In the mornings we always welcomed the day looking at your Poteau Mountain.
And far away the mists crawling over its topmost trees towards the base –
the sun rays up through the field, a race.
A visual prompt of creation’s way, and you would say – it’s going to be is a pretty day.
Our conversation would turn a phrase while we drank our coffee
and up the hill, the blue-green tinted tree line spilled into oak and rock about halfway down.
In summer, with the evergreen on display – it always was a pretty day.
In autumn when the leaves turned red, we made a trek – the road ahead was rocky, steep,
We climbed the hills and look out on the valley’s thrills below. A cloud passed through the brush and stayed. It blocked our view but didn’t ruin that pretty day.

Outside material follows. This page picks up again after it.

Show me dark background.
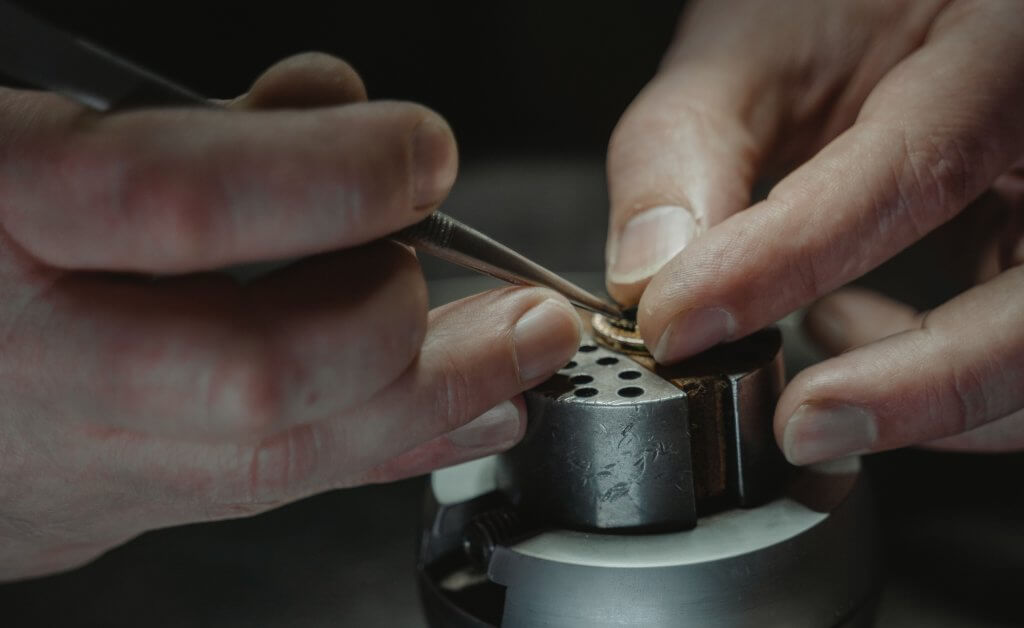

A frost would settle winter mornings on the upper trees under a cloudless awning clear and blue. And as we sat behind a framed glass view, the window shared your mountain too.
With winter’s frigid accolades, you never ceased to smile and say – it sure is a pretty day.
Springtime storms would hang and cling, the thunder from your mountain sings a song of praise and grace. The distant rumbling warned of storms, but you were never made forlorn or worn or gray. Even this was such a pretty day.
Those mornings when you weighed your heart, did you ask God for each fresh start?
The mountain only in your view – a post -but sky and land beyond that too.
And all this scene of wondrous awe, the trees, the sky, the rocks and all
in your witness, don’t dismay –He said –
for here Patricia is your pretty day.